Sobre Danny Boyle, tenho que admitir que esse foi um dos seus filmes mais fracos que já vi. Não vi "Sunshine" (e me orgulho disso), nem "Caiu do Céu". Mas se compararmos com o cultuado "Trainspotting" e com o subestimado, mas excelente, "Cova Rasa", esse é um dos filmes mais chatos que Boyle dirigiu, só não perdendo, talvez, para o tedioso "A Praia". A direção de Boyle foi muito comentada entre o público e crítica, mas ela não é nem um pouco revolucionária nem impressionante, e o recurso de flashback, apesar de interessante, não é a coisa mais original do cinema dos últimos anos. A fotografia colorida e ensolarada em muito se assemelha ao já clássico nacional "Cidade de Deus", mas comparar o ganhador de Oscars de Boyle com o excepcional filme de Meirelles é quase uma covardia. O filme brasileiro é bem melhor.
Como último aspecto do filme, comento a cena final, uma espécie de videoclipe feito com os atores nos créditos finais ao som de "Jai Ho", a música tema do filme e vencedora do Oscar. É uma homenagem aos filmes feitos em Bollywood, na Índia, onde a grande maioria dos filmes, sejam roteiros originais, sejam adaptações de filmes estrangeiros (como "Três Solteirões e Um Bebê" e, pasmem, "O Poderoso Chefão"), são musicais, com números de canta e dança dignos de um videoclipe de sucesso.
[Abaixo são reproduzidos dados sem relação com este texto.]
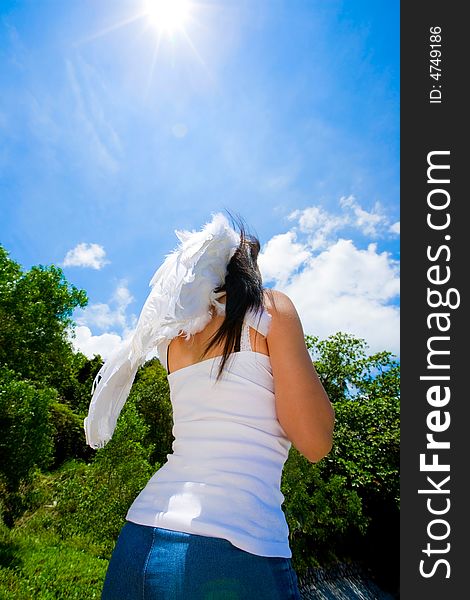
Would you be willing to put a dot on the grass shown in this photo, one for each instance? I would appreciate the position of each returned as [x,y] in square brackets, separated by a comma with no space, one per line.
[44,567]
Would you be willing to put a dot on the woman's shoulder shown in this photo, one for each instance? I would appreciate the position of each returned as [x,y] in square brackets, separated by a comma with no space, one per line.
[278,303]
Foi uma grande idéia, a cena foi bem feita e dirigida, a música é dançante e a coreografia é divertida. é interesante também que essa cena não está deslocada do filme, ela funciona muito bem como um número musical que faz parte do filme, até mesmo pela mensagem do filme: a idéia de vitória, da esperança, de que tudo dará certo no final.
Se essa idéia soa meio infantil, ela se adequou muito bem à época em que o filme foi lançado. A crise econômica detonada pelo mercado imobiliário norte-americano criou temor e um sentimento um tanto quanto pessimista. O filme, então, serve como um contra-argumento, onde um herói jovem, descolado, um rapaz comum, vence suas próprias limitações sem pisar em ninguém.
É uma pena que "Quem Quer Ser um Milionário?" não decole. Talvez o que me levou a uma maior decepção foi o hype todo em cima da película antes que eu pudesse assisti-la. Mas, ainda assim, o filme não conseguiu me prender, me envolver por seus próprios méritos. Mas de uma coisa não tenho dúvidas: Jamal Malik é o cara!